The angiotensin II (AngII) type 1 receptor (AT1R) has been shown to activate extracellular signal-regulated kinases 1 and 2 (ERK1/2) through G proteins or G protein-independently through β-arrestin2 in cellular expression systems. As activation mechanisms may greatly influence the biological effects of ERK1/2 activity, differential activation of the AT 1R in its native cellular context could have important biological and pharmacological implications.

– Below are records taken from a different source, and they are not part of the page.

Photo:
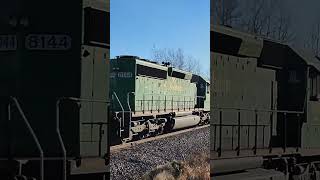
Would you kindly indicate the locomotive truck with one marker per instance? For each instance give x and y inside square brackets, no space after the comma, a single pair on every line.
[54,89]
[265,108]
[150,99]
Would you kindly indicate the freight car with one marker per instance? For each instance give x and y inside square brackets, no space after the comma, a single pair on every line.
[150,99]
[54,83]
[265,108]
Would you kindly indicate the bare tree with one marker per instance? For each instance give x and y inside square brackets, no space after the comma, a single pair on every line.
[176,58]
[313,39]
[225,12]
[267,18]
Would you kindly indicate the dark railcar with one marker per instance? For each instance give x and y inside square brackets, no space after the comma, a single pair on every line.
[50,50]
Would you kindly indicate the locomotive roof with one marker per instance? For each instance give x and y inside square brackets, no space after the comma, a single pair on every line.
[308,57]
[251,45]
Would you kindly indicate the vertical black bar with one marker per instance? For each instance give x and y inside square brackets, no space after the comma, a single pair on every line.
[239,129]
[215,137]
[285,132]
[143,104]
[263,136]
[256,133]
[172,103]
[165,103]
[232,137]
[271,126]
[151,103]
[100,138]
[220,135]
[248,136]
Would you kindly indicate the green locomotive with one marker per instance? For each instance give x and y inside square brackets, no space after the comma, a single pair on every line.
[54,83]
[265,108]
[149,98]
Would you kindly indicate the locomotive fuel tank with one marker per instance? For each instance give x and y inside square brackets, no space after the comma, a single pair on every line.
[186,121]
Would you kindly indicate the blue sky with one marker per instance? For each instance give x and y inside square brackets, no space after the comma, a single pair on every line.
[138,25]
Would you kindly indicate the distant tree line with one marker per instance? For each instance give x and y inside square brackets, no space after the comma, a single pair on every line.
[178,59]
[267,18]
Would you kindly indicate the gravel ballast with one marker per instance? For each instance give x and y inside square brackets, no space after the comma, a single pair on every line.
[132,163]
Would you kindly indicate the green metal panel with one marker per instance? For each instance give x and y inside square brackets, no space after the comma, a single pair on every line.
[311,128]
[122,81]
[95,86]
[160,94]
[239,83]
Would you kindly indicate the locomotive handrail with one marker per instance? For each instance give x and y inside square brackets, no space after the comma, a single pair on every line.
[258,110]
[58,127]
[256,125]
[34,136]
[115,94]
[128,101]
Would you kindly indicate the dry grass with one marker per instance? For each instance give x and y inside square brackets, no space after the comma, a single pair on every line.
[197,168]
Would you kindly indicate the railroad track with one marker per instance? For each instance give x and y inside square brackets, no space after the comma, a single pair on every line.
[135,143]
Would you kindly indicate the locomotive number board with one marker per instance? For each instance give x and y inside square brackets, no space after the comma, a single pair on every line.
[8,42]
[47,42]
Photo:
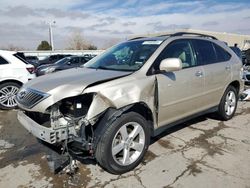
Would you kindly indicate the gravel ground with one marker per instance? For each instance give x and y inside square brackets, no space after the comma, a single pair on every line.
[203,152]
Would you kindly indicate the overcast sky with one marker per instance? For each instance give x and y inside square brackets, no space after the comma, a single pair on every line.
[23,22]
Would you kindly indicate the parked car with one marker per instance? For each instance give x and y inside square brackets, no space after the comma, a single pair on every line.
[53,58]
[113,105]
[62,64]
[14,72]
[33,60]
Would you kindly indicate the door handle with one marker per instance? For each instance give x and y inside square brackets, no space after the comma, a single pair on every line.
[199,74]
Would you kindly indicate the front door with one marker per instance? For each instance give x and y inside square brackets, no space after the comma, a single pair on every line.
[180,92]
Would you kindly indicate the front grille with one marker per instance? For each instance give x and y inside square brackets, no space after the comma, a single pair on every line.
[248,76]
[29,97]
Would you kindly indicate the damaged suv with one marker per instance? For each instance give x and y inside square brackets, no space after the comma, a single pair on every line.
[114,104]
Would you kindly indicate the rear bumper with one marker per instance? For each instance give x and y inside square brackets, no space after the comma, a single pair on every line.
[46,134]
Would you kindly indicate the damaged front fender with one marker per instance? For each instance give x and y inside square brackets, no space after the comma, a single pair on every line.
[121,93]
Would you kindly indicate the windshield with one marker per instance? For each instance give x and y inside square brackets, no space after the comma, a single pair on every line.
[63,61]
[127,56]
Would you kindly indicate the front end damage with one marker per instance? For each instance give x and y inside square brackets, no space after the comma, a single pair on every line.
[74,124]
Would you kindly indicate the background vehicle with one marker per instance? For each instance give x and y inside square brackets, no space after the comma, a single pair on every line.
[52,59]
[115,103]
[33,60]
[62,64]
[14,72]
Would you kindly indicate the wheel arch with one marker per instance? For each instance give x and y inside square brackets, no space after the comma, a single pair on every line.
[112,114]
[236,85]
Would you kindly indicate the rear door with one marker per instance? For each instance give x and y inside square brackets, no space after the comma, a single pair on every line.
[217,69]
[180,92]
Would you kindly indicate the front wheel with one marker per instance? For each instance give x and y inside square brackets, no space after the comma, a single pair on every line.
[124,143]
[8,91]
[228,103]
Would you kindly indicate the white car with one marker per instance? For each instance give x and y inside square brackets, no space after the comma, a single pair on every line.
[14,72]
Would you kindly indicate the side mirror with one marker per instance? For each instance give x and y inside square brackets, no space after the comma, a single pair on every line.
[170,64]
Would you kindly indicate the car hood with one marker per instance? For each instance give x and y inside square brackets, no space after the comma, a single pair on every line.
[72,79]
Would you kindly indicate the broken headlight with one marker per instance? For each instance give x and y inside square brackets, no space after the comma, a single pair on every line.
[77,106]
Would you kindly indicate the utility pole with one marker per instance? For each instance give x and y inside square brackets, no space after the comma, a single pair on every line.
[51,35]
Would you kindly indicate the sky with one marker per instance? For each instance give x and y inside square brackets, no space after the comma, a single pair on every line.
[24,23]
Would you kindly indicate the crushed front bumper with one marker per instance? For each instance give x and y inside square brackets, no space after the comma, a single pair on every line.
[46,134]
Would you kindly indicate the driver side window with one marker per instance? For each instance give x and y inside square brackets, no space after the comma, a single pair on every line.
[181,49]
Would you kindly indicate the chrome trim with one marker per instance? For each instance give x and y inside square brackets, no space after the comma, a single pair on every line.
[28,97]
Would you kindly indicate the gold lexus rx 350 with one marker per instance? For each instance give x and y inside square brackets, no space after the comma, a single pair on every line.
[113,105]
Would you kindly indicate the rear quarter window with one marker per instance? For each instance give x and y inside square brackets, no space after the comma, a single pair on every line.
[3,61]
[205,52]
[222,55]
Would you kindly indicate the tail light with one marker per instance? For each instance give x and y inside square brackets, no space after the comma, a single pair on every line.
[31,70]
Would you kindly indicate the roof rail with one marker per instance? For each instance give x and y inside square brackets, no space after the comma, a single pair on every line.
[198,34]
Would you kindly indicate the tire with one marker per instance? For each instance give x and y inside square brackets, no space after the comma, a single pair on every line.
[124,143]
[8,91]
[228,103]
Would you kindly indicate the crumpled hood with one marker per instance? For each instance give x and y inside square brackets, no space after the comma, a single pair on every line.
[76,78]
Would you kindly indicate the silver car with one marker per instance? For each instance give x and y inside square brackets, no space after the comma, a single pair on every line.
[116,102]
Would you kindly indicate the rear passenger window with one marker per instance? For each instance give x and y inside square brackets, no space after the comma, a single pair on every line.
[181,49]
[222,55]
[205,52]
[3,61]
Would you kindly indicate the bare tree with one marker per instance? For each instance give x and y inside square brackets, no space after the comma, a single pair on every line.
[76,41]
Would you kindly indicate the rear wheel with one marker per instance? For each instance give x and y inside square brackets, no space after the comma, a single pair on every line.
[228,104]
[123,144]
[8,93]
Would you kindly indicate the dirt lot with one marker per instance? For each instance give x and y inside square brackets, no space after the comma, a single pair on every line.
[201,153]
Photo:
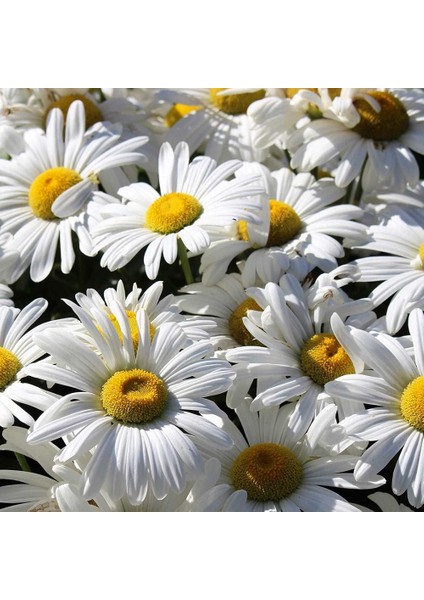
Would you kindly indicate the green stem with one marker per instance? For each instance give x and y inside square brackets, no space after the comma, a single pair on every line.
[23,463]
[185,265]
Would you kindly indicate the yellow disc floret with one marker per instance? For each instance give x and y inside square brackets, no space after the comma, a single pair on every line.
[47,187]
[93,114]
[235,104]
[284,223]
[235,323]
[386,125]
[421,254]
[172,212]
[412,403]
[134,396]
[132,322]
[178,111]
[267,472]
[323,359]
[9,367]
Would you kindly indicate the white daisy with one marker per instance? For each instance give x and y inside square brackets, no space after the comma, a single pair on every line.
[158,310]
[195,198]
[299,357]
[395,386]
[388,503]
[140,413]
[225,304]
[367,128]
[402,273]
[45,191]
[275,118]
[297,220]
[212,121]
[17,352]
[271,469]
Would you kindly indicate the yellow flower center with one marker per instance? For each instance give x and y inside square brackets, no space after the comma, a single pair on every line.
[178,111]
[132,321]
[47,187]
[92,113]
[9,367]
[267,472]
[235,323]
[134,396]
[412,403]
[384,126]
[284,224]
[323,359]
[172,212]
[421,254]
[235,104]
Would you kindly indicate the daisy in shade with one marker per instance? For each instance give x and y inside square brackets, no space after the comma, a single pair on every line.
[213,121]
[140,413]
[158,311]
[298,357]
[388,503]
[46,190]
[195,199]
[297,221]
[270,468]
[36,492]
[225,305]
[17,352]
[395,387]
[376,130]
[275,118]
[402,273]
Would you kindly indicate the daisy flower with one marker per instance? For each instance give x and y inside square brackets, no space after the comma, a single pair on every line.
[17,353]
[376,130]
[224,304]
[402,273]
[195,198]
[395,386]
[213,121]
[297,220]
[299,357]
[271,469]
[140,413]
[275,118]
[158,310]
[45,191]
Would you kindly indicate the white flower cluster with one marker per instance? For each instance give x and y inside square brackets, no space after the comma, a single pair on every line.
[235,284]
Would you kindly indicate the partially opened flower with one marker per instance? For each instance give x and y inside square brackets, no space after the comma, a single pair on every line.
[195,199]
[271,469]
[46,190]
[366,128]
[17,352]
[139,413]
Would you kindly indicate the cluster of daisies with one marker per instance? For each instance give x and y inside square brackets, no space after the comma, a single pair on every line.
[238,290]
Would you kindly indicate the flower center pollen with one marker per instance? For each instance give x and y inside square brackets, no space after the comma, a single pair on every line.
[235,323]
[235,104]
[178,111]
[172,212]
[412,403]
[132,321]
[47,187]
[134,396]
[9,367]
[92,113]
[323,359]
[267,472]
[384,126]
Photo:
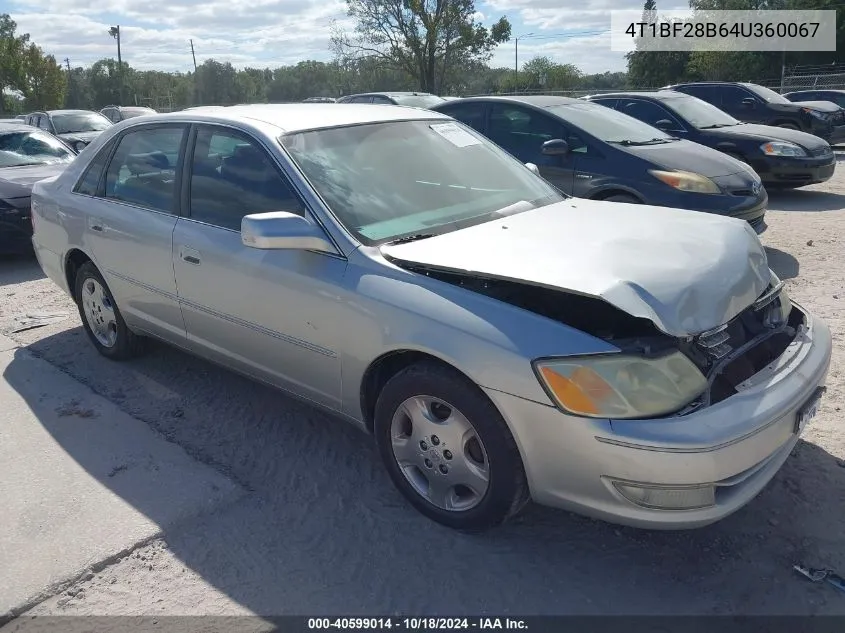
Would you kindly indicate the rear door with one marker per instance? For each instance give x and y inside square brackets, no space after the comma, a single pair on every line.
[130,220]
[522,132]
[742,104]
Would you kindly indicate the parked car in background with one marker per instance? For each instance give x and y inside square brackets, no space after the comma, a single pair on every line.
[413,99]
[590,151]
[500,340]
[76,127]
[116,114]
[27,155]
[751,103]
[782,157]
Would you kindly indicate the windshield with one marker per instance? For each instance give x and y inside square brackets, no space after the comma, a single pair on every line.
[765,93]
[699,113]
[80,122]
[609,125]
[385,181]
[33,147]
[418,101]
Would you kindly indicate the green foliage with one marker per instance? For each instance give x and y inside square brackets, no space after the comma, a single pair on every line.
[426,39]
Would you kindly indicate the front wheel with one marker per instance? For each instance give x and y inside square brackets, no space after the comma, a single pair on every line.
[448,450]
[101,317]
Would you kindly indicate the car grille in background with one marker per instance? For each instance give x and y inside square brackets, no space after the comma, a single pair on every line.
[822,151]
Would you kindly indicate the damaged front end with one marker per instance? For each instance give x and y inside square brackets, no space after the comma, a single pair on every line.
[727,356]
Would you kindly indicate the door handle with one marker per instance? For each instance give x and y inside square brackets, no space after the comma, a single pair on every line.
[189,255]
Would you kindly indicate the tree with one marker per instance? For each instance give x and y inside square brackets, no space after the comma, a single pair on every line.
[425,38]
[43,83]
[12,51]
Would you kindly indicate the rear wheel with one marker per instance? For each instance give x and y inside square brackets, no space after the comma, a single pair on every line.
[101,317]
[448,450]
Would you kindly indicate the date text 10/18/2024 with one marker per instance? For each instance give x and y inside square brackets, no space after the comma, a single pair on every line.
[412,624]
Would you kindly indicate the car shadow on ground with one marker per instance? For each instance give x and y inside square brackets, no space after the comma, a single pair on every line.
[17,269]
[805,200]
[784,264]
[323,531]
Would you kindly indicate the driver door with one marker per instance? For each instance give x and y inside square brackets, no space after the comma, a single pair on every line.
[269,313]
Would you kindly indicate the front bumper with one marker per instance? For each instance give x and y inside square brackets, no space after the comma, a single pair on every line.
[737,444]
[795,172]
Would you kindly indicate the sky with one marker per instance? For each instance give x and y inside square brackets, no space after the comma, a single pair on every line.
[156,34]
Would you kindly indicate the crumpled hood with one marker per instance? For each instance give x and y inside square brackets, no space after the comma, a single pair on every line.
[685,271]
[16,182]
[85,137]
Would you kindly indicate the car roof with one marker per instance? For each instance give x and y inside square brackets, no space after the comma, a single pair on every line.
[538,101]
[660,95]
[12,124]
[65,112]
[298,117]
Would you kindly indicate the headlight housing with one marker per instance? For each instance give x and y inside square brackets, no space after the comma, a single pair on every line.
[686,181]
[782,148]
[621,386]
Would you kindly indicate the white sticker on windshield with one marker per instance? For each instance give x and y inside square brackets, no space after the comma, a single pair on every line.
[455,135]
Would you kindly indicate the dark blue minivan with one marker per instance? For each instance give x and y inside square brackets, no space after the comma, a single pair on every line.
[590,151]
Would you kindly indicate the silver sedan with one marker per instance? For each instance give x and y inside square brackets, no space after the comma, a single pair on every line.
[501,341]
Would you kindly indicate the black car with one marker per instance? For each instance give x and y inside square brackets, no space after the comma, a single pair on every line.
[27,155]
[831,96]
[751,103]
[77,127]
[413,99]
[590,151]
[782,157]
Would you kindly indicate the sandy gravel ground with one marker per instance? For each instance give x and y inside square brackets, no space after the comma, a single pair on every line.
[323,532]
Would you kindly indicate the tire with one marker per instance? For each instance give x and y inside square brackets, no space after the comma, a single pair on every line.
[622,197]
[484,447]
[101,317]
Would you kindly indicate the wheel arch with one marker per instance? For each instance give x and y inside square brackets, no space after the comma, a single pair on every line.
[383,368]
[74,259]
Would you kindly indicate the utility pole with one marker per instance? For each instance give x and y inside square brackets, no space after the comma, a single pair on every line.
[516,60]
[115,33]
[196,83]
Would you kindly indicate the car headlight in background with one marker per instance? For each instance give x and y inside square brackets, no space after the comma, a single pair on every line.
[782,148]
[620,386]
[686,181]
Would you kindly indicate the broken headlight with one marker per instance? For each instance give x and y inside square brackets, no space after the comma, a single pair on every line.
[621,386]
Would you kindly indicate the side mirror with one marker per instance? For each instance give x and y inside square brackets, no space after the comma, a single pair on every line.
[281,230]
[555,147]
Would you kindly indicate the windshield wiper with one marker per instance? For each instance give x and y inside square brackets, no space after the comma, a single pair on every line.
[411,238]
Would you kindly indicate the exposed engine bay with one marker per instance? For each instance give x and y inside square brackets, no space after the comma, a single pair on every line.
[727,356]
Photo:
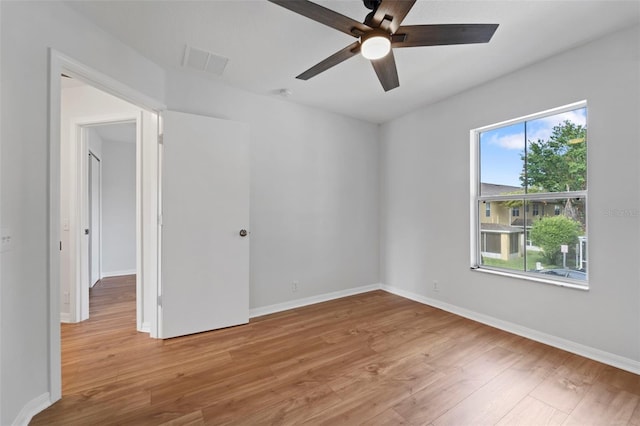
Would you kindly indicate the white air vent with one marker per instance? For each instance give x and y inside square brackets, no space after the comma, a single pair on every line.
[202,60]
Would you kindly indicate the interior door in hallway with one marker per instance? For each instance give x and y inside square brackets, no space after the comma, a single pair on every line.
[205,222]
[95,200]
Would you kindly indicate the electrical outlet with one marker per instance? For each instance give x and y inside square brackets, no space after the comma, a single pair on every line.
[6,240]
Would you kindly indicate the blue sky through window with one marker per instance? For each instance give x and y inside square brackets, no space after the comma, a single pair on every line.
[501,149]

To examine if AT1R activates ERK1/2 by G protein-independent mechanisms in the heart, we used the [Sar1, Ile4, Ile8]-AngII ([SII] AngII) analogue in native preparations of cardiac myocytes and beating hearts. We found that [SII] AngII does not activate Gq-coupling, yet stimulates the β-arrestin2-dependent ERK1/2. The Gq-activated pool of ERK1/2 rapidly translocates to the nucleus, while the β-arrestin2-scaffolded pool remains in the cytosol. Similar biased agonism was achieved in Langendorff-perfused hearts, where both agonists elicit ERK1/2 phosphorylation, but [SII] AngII induces neither inotropic nor chronotropic effects. © 2007 The Authors.